George played college football for the Chapman Panthers of Chapman University from 1996 to 1997. He made nine field goals in 1997 and was scouted by the New York Giants that season.

==Professional career==
George signed with the Pittsburgh Steelers on April 24, 1998, after going undrafted in the 1998 NFL draft. He was released on August 24, 1998. He re-signed with the Steelers on November 13 as an emergency kicker after an injury to Norm Johnson. George played in one game for the Steelers, converting zero of one field goals and two of two extra points while also kicking off three times for 193 yards. He was released on November 16, 1998.

George signed with the Tampa Bay Buccaneers of the NFL on January 5, 1999. on February 22, he was allocated to NFL Europe to play for the Amsterdam Admirals. On April 7, 1999, before the start of the 2000 NFL Europe season, George was released by the Buccaneers.

George was signed by the New England Sea Wolves of the Arena Football League (AFL) on March 13, 2000. He played in all 14 games for the Sea Wolves during the 2000 season, converting 13 of 30 field goals and 77 of 85 extra points. He also posted five solo tackles and one assisted tackle.

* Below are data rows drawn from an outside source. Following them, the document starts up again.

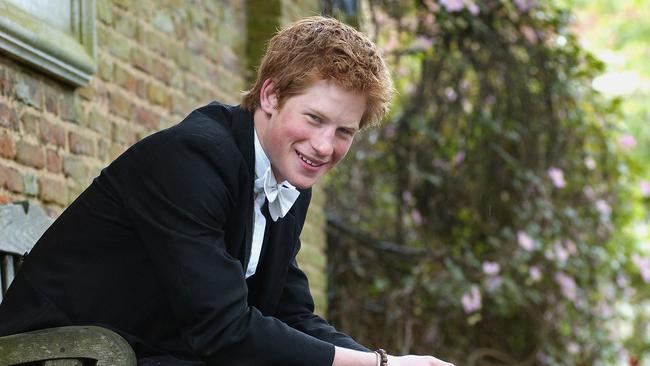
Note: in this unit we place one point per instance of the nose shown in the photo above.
(323, 142)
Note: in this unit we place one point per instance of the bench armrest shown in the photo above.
(83, 342)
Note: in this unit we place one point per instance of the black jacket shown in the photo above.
(156, 249)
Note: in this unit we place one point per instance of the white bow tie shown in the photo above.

George signed with the AFL's Toronto Phantoms on February 13, 2001. He appeared in all 14 games for the Phantoms in 2001, making 15 of 30 field goals and 79 of 88 extra points while also posting one solo tackle and four assisted tackles. He re-signed with the team on February 20, 2002. George was placed on refused to report on March 24, 2002, and activated on April 1, 2002. He played in all 14 games for the third straight year in 2002, recording 18 of 41 field goals, 70 of 78 extra points, and three solo tackles.

George was signed by the Carolina Cobras of the AFL on December 5, 2002. He played in all 16 games for the Cobras during the 2003 season, totaling 15 of 46 field goals, 48 of 56 extra points, five solo tackles, two assisted tackles, one forced fumble, and one fumble recovery. Carolina finished the year with an 0–16 record. George re-signed with the team on December 11, 2003. He was placed on refused to report on January 14, 2004. He was activated on January 23 but soon released on January 28, 2004.

On March 24, 2004, George signed with the Tampa Bay Storm of the AFL to replace the released Mike Black, who was the AFL's all-time leader scorer at the time. George played in three games for the Storm that year, George scoring four of six field goals and 12 of 14 extra points, before being placed on injured reserve on April 15, 2004. He re-signed with the Storm on January 12, 2005. He was placed on the refused to report list on January 13 but soon activated on January 21, 2005. George appeared in 12 games for the Storm during the 2005 season, totaling 17 of 30 field goals, 97 of 107 extra points, three solo tackles, and one assisted tackle.